Po straconym golu, Bruno Fernandes i Harry Maguire wyglądali na niezadowolonych z postawy w obronie Alejandro Garnacho…
– Casemiro, Mason Mount i Luke Shaw właśnie zeszli z boiska, ponieważ chciałem ich chronić przed finałem. Musimy dokonywać wyborów. Bruno i Harry walczą, gdy tracimy bramkę. To dobre oznaki.
Co sądzisz o występie Rasmusa Hojlunda? Czy stawia Cię w trudnej sytuacji przed finałem?
– Jestem szczęśliwy. Cała drużyna musi się poprawić, ale sposób, w jaki biega, jak walczy o każdą piłkę sprawia, że jestem z niego zadowolony. Przegrywa wiele pojedynków, kilka wygrywa, ale musi poprawić połączenie z resztą kolegów, nadal ciężko pracować, a lepsze dni nadejdą.
Czy jesteś zadowolony ze sposobu, w jaki zarządzałeś drużyną? Wystawiłeś naprawdę silny skład…
– Tak. Przede wszystkim z powodu odczuć. Nie podobało mi się uczucie po ostatnim meczu.
Czy mogę zapytać, dlaczego zdjąłeś Bruno w końcówce? Rzadko się zdarza, aby nie rozegrał całego spotkania. Czy to z myślą o finale?
– Tak, to wszystko. Po prostu chciałem wprowadzić innego zawodnika i oczywiście myślałem o finale.

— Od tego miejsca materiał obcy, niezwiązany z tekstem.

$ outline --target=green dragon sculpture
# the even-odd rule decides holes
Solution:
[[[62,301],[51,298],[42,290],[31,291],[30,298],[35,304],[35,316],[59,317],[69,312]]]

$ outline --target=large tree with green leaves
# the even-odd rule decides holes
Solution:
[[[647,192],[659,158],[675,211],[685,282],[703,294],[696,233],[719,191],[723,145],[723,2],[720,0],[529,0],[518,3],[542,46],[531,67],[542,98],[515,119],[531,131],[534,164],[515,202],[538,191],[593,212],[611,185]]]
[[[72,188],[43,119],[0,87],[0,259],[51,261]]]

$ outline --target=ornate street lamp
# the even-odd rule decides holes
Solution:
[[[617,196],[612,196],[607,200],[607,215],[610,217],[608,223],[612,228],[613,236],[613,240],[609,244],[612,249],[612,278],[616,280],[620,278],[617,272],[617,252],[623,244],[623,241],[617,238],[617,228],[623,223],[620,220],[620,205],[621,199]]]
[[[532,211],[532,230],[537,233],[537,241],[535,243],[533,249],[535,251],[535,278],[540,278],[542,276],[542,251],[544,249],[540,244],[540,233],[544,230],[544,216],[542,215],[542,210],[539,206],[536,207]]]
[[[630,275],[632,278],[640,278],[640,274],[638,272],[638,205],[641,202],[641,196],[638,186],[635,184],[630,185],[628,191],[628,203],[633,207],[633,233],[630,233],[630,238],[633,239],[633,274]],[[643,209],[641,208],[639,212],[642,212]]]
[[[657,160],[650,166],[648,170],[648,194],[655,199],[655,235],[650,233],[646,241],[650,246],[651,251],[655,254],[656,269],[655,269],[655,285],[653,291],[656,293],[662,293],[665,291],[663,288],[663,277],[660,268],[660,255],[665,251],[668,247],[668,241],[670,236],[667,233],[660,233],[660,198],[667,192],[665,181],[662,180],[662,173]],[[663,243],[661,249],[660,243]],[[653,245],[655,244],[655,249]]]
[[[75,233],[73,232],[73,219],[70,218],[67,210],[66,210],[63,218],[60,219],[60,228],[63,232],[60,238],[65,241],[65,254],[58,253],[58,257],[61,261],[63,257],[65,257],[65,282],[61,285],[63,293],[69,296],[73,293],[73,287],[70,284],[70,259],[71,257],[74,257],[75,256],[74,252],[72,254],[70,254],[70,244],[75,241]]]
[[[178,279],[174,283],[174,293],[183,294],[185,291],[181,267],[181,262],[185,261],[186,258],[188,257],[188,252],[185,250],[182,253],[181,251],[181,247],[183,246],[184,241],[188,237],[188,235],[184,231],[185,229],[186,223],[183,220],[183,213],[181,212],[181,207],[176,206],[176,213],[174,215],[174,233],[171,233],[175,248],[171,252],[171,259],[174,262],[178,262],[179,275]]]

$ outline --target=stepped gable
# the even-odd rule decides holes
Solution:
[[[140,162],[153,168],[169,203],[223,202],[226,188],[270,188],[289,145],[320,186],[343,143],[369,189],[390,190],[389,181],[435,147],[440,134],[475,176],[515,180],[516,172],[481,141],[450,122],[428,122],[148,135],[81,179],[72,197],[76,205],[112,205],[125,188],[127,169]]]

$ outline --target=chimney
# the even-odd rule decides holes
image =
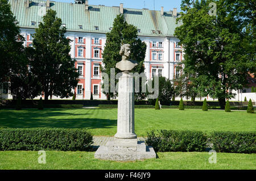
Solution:
[[[172,15],[174,16],[177,16],[177,9],[174,8],[174,11],[172,11]]]
[[[163,16],[164,11],[163,11],[163,7],[161,7],[161,15]]]
[[[123,14],[123,4],[120,3],[120,14]]]
[[[46,7],[49,7],[49,0],[46,1]]]
[[[88,5],[88,1],[85,0],[85,10],[89,10],[89,5]]]

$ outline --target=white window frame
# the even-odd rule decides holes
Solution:
[[[80,67],[80,66],[82,68],[81,74],[79,71],[79,67]],[[77,69],[77,72],[79,73],[79,76],[84,75],[84,65],[82,65],[82,64],[78,63]]]
[[[160,56],[160,55],[161,55],[161,56]],[[163,53],[158,53],[158,60],[163,60]],[[160,59],[160,57],[161,57],[161,59]]]
[[[97,54],[97,53],[95,53],[95,51],[98,51],[98,54]],[[96,54],[97,54],[98,56],[96,56],[95,55]],[[94,51],[93,51],[93,55],[94,55],[94,58],[100,58],[100,49],[94,49]]]
[[[160,73],[160,74],[161,74],[161,77],[162,77],[163,76],[163,69],[158,69],[158,77],[160,77],[160,75],[159,75],[159,70],[161,70],[161,73]]]
[[[93,95],[100,95],[100,85],[98,85],[98,84],[94,84],[93,85]],[[97,86],[98,87],[98,89],[97,89],[97,92],[96,92],[96,93],[98,93],[98,94],[94,94],[94,91],[95,91],[95,89],[94,89],[94,86]]]
[[[96,39],[97,39],[97,41]],[[94,44],[100,44],[100,39],[98,37],[94,37]]]
[[[155,70],[155,71],[154,72],[154,70]],[[156,75],[156,68],[152,68],[152,78],[153,78],[155,76],[155,75]]]
[[[78,43],[84,43],[84,40],[83,40],[82,37],[79,36],[79,37],[78,37]]]
[[[179,59],[177,59],[177,54],[179,54]],[[175,61],[180,61],[180,53],[175,53]]]
[[[95,68],[98,68],[98,70],[97,70],[98,74],[97,75],[94,74]],[[98,65],[98,64],[93,65],[93,76],[94,76],[94,77],[100,76],[100,65]]]
[[[82,50],[82,55],[81,56],[79,55],[79,50]],[[84,49],[83,48],[78,48],[78,49],[77,49],[77,56],[79,57],[82,57],[84,56]]]
[[[79,90],[80,90],[80,89],[79,89],[78,88],[79,88],[79,86],[81,86],[81,94],[79,94]],[[77,94],[77,95],[82,95],[82,84],[81,84],[81,83],[78,83],[77,84],[77,86],[76,87],[76,94]]]

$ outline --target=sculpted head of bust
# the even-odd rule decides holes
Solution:
[[[128,44],[121,46],[119,54],[122,56],[122,60],[127,61],[131,54],[131,45]]]

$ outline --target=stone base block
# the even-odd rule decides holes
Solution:
[[[130,161],[148,158],[156,158],[156,155],[152,146],[146,146],[144,141],[137,144],[114,145],[110,141],[106,145],[100,146],[94,154],[94,158],[117,161]]]

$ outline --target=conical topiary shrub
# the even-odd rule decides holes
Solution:
[[[16,103],[16,110],[21,110],[21,99],[18,98]]]
[[[181,99],[180,99],[180,104],[179,105],[179,110],[184,110],[183,100],[182,100],[182,98]]]
[[[207,106],[207,102],[206,100],[206,98],[205,98],[204,100],[204,103],[203,103],[202,110],[204,111],[208,111],[208,106]]]
[[[38,102],[38,109],[39,110],[43,110],[44,109],[44,106],[43,104],[43,99],[42,97],[40,98],[39,101]]]
[[[230,104],[229,104],[229,102],[228,100],[226,102],[226,106],[225,106],[225,112],[231,112]]]
[[[253,103],[251,99],[250,99],[248,103],[248,107],[247,108],[247,113],[254,113],[254,109],[253,108]]]
[[[160,110],[159,103],[158,102],[158,98],[156,98],[156,100],[155,101],[155,110]]]

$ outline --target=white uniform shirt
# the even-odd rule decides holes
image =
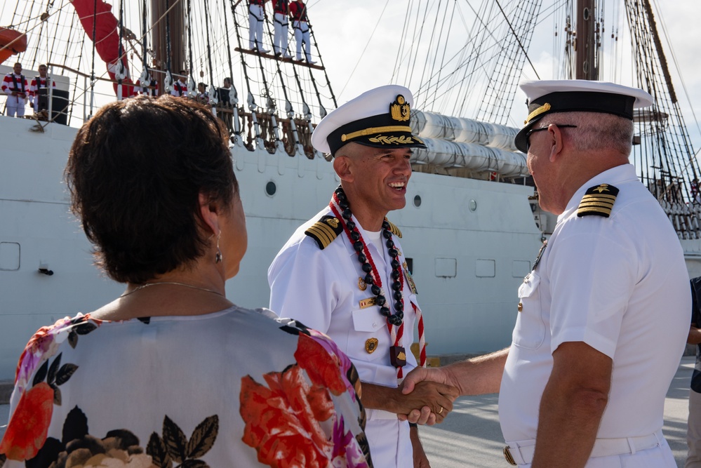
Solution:
[[[387,321],[380,314],[380,307],[373,305],[361,308],[360,302],[374,295],[368,286],[365,290],[359,287],[359,280],[365,277],[358,255],[346,233],[341,232],[326,248],[321,249],[316,241],[305,231],[324,215],[333,215],[326,207],[314,218],[300,226],[283,246],[268,269],[270,285],[270,309],[281,317],[294,317],[304,325],[328,335],[339,349],[348,355],[358,370],[361,382],[386,387],[397,386],[396,369],[389,362],[389,333]],[[363,229],[355,217],[353,221],[366,241],[373,259],[384,255],[386,268],[382,274],[381,263],[375,265],[382,275],[382,288],[387,307],[395,313],[392,297],[392,257],[385,247],[378,251],[370,235]],[[399,239],[393,235],[399,250],[400,263],[404,264],[403,252]],[[382,244],[385,240],[382,238]],[[413,340],[415,314],[412,305],[418,308],[416,295],[404,279],[404,333],[400,344],[406,351],[404,375],[416,366],[416,359],[409,347]],[[378,340],[377,348],[370,354],[366,351],[368,340]],[[380,410],[366,408],[368,422],[366,433],[370,443],[373,462],[377,467],[413,466],[411,443],[406,422],[398,423],[396,415]],[[387,427],[385,423],[391,427]],[[382,429],[380,429],[382,428]],[[389,450],[387,450],[389,449]],[[408,455],[407,455],[408,454]],[[408,456],[410,464],[405,464]]]
[[[585,192],[599,184],[620,189],[610,216],[578,218]],[[552,353],[565,342],[584,342],[613,360],[597,438],[662,428],[688,332],[689,279],[677,236],[633,166],[601,173],[577,191],[519,295],[523,309],[499,396],[507,442],[535,439]]]

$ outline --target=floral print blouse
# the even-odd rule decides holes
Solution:
[[[0,468],[372,467],[355,368],[267,309],[43,327]]]

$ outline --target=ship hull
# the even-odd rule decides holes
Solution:
[[[91,246],[69,213],[62,173],[76,129],[52,123],[31,131],[34,125],[0,116],[0,380],[13,378],[22,347],[39,327],[89,312],[123,290],[92,265]],[[321,159],[232,151],[249,245],[227,295],[244,307],[265,307],[268,266],[298,226],[328,202],[338,180]],[[412,175],[406,206],[388,217],[403,233],[429,355],[481,353],[510,343],[516,291],[541,243],[528,200],[532,192]],[[690,274],[698,276],[699,241],[684,243]],[[356,284],[357,278],[348,281]]]

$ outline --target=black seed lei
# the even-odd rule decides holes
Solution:
[[[370,290],[376,296],[375,304],[380,306],[380,313],[387,318],[389,323],[395,326],[399,326],[404,319],[404,300],[401,294],[401,282],[400,281],[401,273],[399,271],[400,263],[398,258],[399,251],[394,248],[394,241],[392,239],[392,232],[389,230],[389,223],[387,220],[382,222],[382,236],[387,239],[385,245],[387,245],[389,256],[392,259],[390,265],[392,266],[392,279],[393,280],[392,285],[393,291],[392,297],[396,301],[394,302],[394,310],[396,311],[396,313],[394,315],[392,314],[389,307],[387,307],[387,298],[382,295],[382,290],[380,286],[374,283],[375,281],[373,280],[373,275],[370,274],[370,272],[373,271],[373,266],[368,261],[367,256],[363,253],[364,244],[361,241],[360,232],[358,231],[355,222],[351,220],[351,216],[352,216],[353,213],[350,210],[350,206],[348,204],[348,199],[346,198],[345,192],[339,186],[335,190],[335,194],[336,197],[338,199],[338,206],[342,210],[341,216],[345,221],[346,227],[350,232],[350,237],[353,241],[353,248],[358,254],[358,261],[360,262],[361,269],[366,274],[363,279],[366,284],[370,286]]]

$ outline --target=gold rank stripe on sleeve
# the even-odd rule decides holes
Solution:
[[[305,234],[316,241],[319,248],[323,250],[343,231],[343,227],[333,216],[323,216],[321,220],[309,226]]]
[[[608,184],[601,184],[587,190],[577,209],[577,216],[603,216],[611,215],[618,189]]]
[[[389,223],[389,231],[399,239],[401,239],[401,231],[399,230],[399,228],[390,222],[389,220],[387,220],[387,218],[385,218],[385,219]]]

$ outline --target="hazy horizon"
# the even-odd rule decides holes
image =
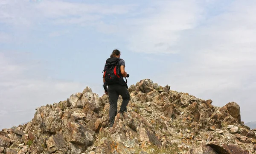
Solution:
[[[149,78],[171,89],[235,101],[256,121],[256,1],[0,1],[0,129],[86,86],[103,94],[115,48],[128,85]]]

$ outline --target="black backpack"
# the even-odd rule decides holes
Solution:
[[[117,57],[109,58],[106,61],[102,73],[107,85],[119,84],[125,85],[125,81],[121,73],[119,61],[122,59]]]

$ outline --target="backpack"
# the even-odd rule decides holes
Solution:
[[[107,85],[114,84],[125,85],[119,64],[119,61],[121,59],[117,57],[111,57],[106,61],[102,73],[104,72],[103,78]]]

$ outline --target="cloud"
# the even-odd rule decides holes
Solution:
[[[0,32],[0,43],[9,43],[12,39],[11,35],[6,33]]]
[[[0,3],[0,22],[19,28],[33,28],[35,25],[52,23],[91,25],[93,25],[91,22],[95,22],[106,16],[127,13],[133,6],[57,0],[4,0]]]
[[[69,34],[70,31],[68,30],[64,30],[62,31],[53,31],[50,33],[49,34],[49,36],[50,37],[57,37],[60,36],[64,35]]]
[[[17,58],[25,59],[21,57],[27,55],[15,53],[0,52],[0,129],[29,121],[35,108],[64,101],[72,94],[81,92],[86,86],[92,85],[48,78],[37,63],[32,61],[21,62]],[[90,87],[93,90],[92,87]]]
[[[183,60],[182,63],[170,65],[164,76],[161,74],[154,78],[163,84],[169,83],[172,89],[212,99],[216,106],[236,101],[241,107],[242,120],[255,120],[250,115],[254,112],[252,109],[256,108],[252,97],[254,95],[252,90],[256,89],[252,79],[256,77],[253,71],[256,70],[256,36],[254,35],[256,28],[252,26],[256,22],[253,17],[256,13],[256,4],[253,1],[248,3],[234,1],[225,6],[224,12],[208,17],[200,24],[195,20],[184,31],[175,31],[178,39],[170,45],[170,49],[162,49],[167,53],[172,53],[172,49],[176,51]],[[167,11],[165,12],[166,16],[171,15]],[[154,21],[154,19],[151,20]],[[155,23],[152,29],[160,31],[160,34],[149,30],[140,34],[139,38],[146,38],[145,46],[134,37],[131,44],[134,50],[138,48],[147,53],[162,52],[158,46],[150,44],[157,42],[154,38],[158,36],[163,38],[160,45],[170,45],[168,38],[173,36],[168,33],[163,36],[161,32],[164,31],[159,30],[160,27],[157,25],[161,21]],[[142,27],[147,30],[148,26]],[[151,38],[152,34],[157,36]],[[134,34],[136,35],[131,34]]]

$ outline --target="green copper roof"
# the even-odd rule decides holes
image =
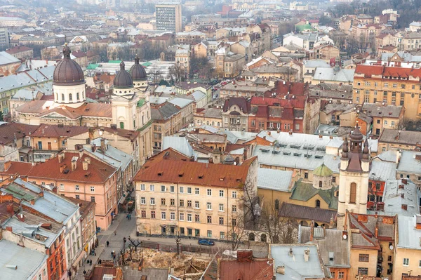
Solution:
[[[333,172],[329,168],[321,164],[320,166],[313,171],[313,175],[317,176],[331,176]]]
[[[142,107],[145,104],[145,99],[140,98],[139,101],[138,101],[138,107]]]
[[[335,192],[338,189],[338,187],[330,189],[316,189],[313,187],[313,184],[304,182],[302,180],[300,179],[295,182],[290,199],[307,201],[315,195],[319,194],[329,206],[330,209],[338,209],[338,197],[335,196]]]
[[[86,67],[86,69],[88,70],[93,70],[94,69],[96,69],[98,66],[100,66],[99,64],[90,64],[89,65],[88,65],[88,67]]]

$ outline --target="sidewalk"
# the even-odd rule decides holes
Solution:
[[[96,255],[89,255],[86,260],[85,260],[83,265],[78,270],[76,274],[72,277],[72,279],[83,280],[85,279],[83,276],[83,270],[88,272],[95,265],[98,264],[100,259],[102,260],[112,260],[112,257],[111,256],[112,251],[114,251],[116,256],[118,256],[120,249],[123,248],[123,238],[126,237],[127,239],[128,236],[132,237],[135,236],[135,218],[133,217],[134,215],[132,215],[132,219],[128,220],[126,218],[126,215],[123,213],[119,213],[108,229],[98,234],[98,246],[95,248]],[[114,235],[114,231],[116,232],[116,235]],[[107,247],[107,241],[109,242],[109,247]],[[92,266],[87,263],[88,260],[92,260]]]

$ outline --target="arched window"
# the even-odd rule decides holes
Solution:
[[[248,234],[248,240],[250,241],[254,241],[254,234],[253,232],[250,232],[250,234]]]
[[[260,235],[260,241],[262,242],[266,242],[266,240],[267,240],[266,234],[262,234],[262,235]]]
[[[349,203],[355,204],[356,201],[356,184],[353,182],[351,183],[351,187],[349,189]]]

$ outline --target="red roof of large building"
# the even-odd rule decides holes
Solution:
[[[421,69],[358,65],[355,68],[355,74],[362,74],[368,77],[375,75],[394,78],[408,78],[409,76],[421,78]]]
[[[250,164],[256,159],[255,156],[249,159],[241,166],[196,161],[185,161],[180,164],[179,160],[164,156],[152,166],[144,166],[138,172],[134,180],[213,187],[241,187],[246,182]]]

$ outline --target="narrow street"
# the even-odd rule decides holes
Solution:
[[[133,214],[132,214],[133,215]],[[114,234],[115,232],[115,234]],[[131,220],[126,218],[126,214],[121,213],[119,214],[116,220],[113,222],[109,228],[98,234],[98,247],[96,248],[96,255],[89,255],[86,260],[92,260],[92,266],[85,260],[83,266],[79,269],[76,276],[72,276],[72,279],[83,280],[83,270],[88,272],[98,263],[98,260],[112,260],[111,252],[114,251],[118,255],[120,250],[123,248],[123,239],[128,239],[128,236],[135,239],[136,237],[136,219],[133,215]],[[107,241],[109,242],[107,247]],[[175,239],[173,238],[160,238],[160,237],[145,237],[140,236],[139,241],[155,242],[162,245],[175,245]],[[130,241],[127,239],[127,244]],[[181,239],[181,244],[184,245],[197,245],[196,239]],[[225,242],[215,242],[215,247],[220,248],[221,251],[229,250],[230,244]],[[267,257],[267,246],[250,246],[243,244],[240,246],[241,249],[251,249],[253,251],[253,255],[255,257]]]

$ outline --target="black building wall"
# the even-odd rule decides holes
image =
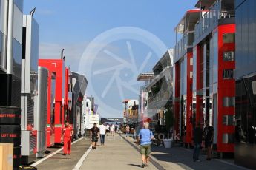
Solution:
[[[256,1],[235,5],[235,163],[256,169]]]

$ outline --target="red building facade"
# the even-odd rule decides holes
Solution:
[[[174,128],[183,143],[191,144],[194,127],[208,120],[215,132],[214,149],[232,153],[234,3],[202,0],[196,7],[175,28],[183,36],[174,47]]]
[[[47,92],[47,146],[63,142],[62,127],[68,108],[68,76],[62,59],[39,59],[39,65],[49,70]]]

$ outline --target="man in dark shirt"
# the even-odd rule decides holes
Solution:
[[[214,129],[209,126],[209,120],[205,121],[206,127],[203,129],[205,137],[205,146],[206,149],[206,160],[211,160],[212,152],[212,141],[214,137]]]
[[[96,149],[96,146],[99,137],[99,129],[97,127],[97,123],[94,123],[93,127],[91,129],[91,139],[92,142],[92,149]]]
[[[194,152],[193,161],[200,162],[199,154],[200,152],[201,143],[203,137],[203,129],[200,127],[200,123],[198,122],[196,128],[194,129]]]

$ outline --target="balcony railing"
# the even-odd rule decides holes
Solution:
[[[187,49],[192,47],[194,42],[194,33],[189,32],[183,34],[183,38],[176,44],[174,48],[174,60],[176,63],[180,57],[187,52]]]
[[[217,0],[216,2],[204,13],[202,18],[198,21],[194,27],[194,40],[199,39],[205,33],[209,32],[209,29],[214,29],[218,20],[220,18],[234,17],[234,10],[225,9],[225,1]],[[222,8],[222,7],[223,7]],[[230,9],[229,9],[230,10]]]

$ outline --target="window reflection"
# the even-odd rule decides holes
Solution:
[[[235,33],[225,33],[223,34],[223,43],[234,43]]]
[[[252,74],[236,82],[235,140],[238,143],[256,143],[255,80],[255,74]]]

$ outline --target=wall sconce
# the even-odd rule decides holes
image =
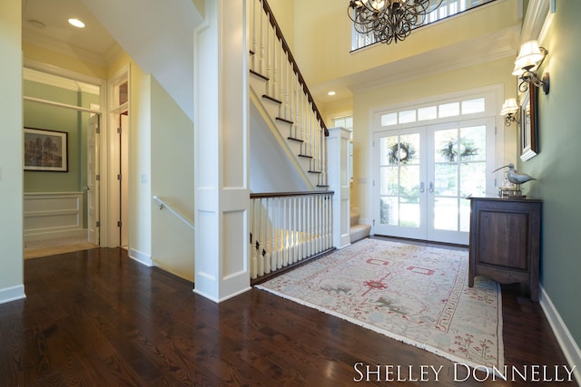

Ostatnim razem, gdy rozmawialiśmy, powiedziałeś, że jeszcze nie zdecydowałeś, jak będzie wyglądał Twój skład na finał. Czy to się zmieniło, biorąc pod uwagę niektóre informacje z tego meczu?
– Oczywiście, zbieramy informacje. Ale musimy pamiętać, że w finale zmierzymy się z innym przeciwnikiem i innym kontekstem. Inaczej się czujesz, gdy zaczynasz mecz lub gdy wchodzisz z ławki. Jeszcze nie mam jasności, co do jedenastki na finał.